A simple, easy to use python package to get a country by a given geohash or raw coordinates.

Getting started

Installation

pip install worldgeo

Usage

Import the Index class and load an index file (we'll discuss how to get one later on)

from worldgeo import Index
i = Index.load("world5.idx")

Now you can resolve a geohash

In [3]: i.find_by_hash("9smk")
Out[3]: 'MEX'

or coordinates

In [4]: i.find_by_coord(49.2827, -123.1207) # Vancouver
Out[4]: 'CAN'

Using a pre-built index

There are pre-built indexes based on https://github.com/johan/world.geo.json/blob/master/countries.geo.json . Given that, you don't really need to build indexes yourself, as there are ready to use files built by GitHub CI.

Pre-built indexes have various precision, check out the contents of prebuilt folder of this repo. Precision 6 means accuracy up to 1.2x1.2 km, which must be enough given the source might be even less accurate. Since more accurate index take much more disk and memory space, you might want to use precision 4 or 5 (39km or 5km correspondingly) as these take only a few Mb. Higher precision (7 and above) gives an index that is too large to fit in a default github repo, thus ShardedIndex was introduced. ShardedIndex splits the data into multiple files and can load them in parallel using multiprocessing.

Pre-built indexes can be loaded with a short-cut method load_prebuilt that takes an index name and a precision value. Available index names are world and vatsim. The world one resolves to a country alpha3 code and vatsim resolves to a region ICAO.

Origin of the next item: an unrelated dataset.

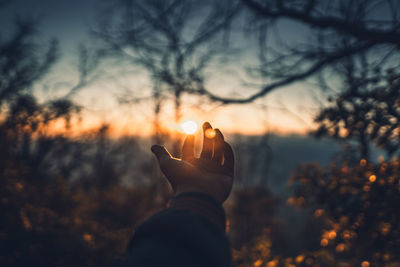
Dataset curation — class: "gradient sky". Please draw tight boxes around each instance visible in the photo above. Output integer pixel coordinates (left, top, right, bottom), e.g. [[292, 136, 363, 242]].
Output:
[[0, 0, 334, 135]]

from worldgeo import Index

i = Index.load_prebuilt("vatsim", 5)
print(i.find_by_hash("ez656"))

The code above would resolve into LPPC-E which represents Lisboa FIR.

Building a new index

In case you still want to build a more (or less) precise index, you can do so by running

build-geoidx -o <output filename> -p <precision> [-t <num threads>] [-m] [-s]

and load the resulting file later on with Index.load(filename)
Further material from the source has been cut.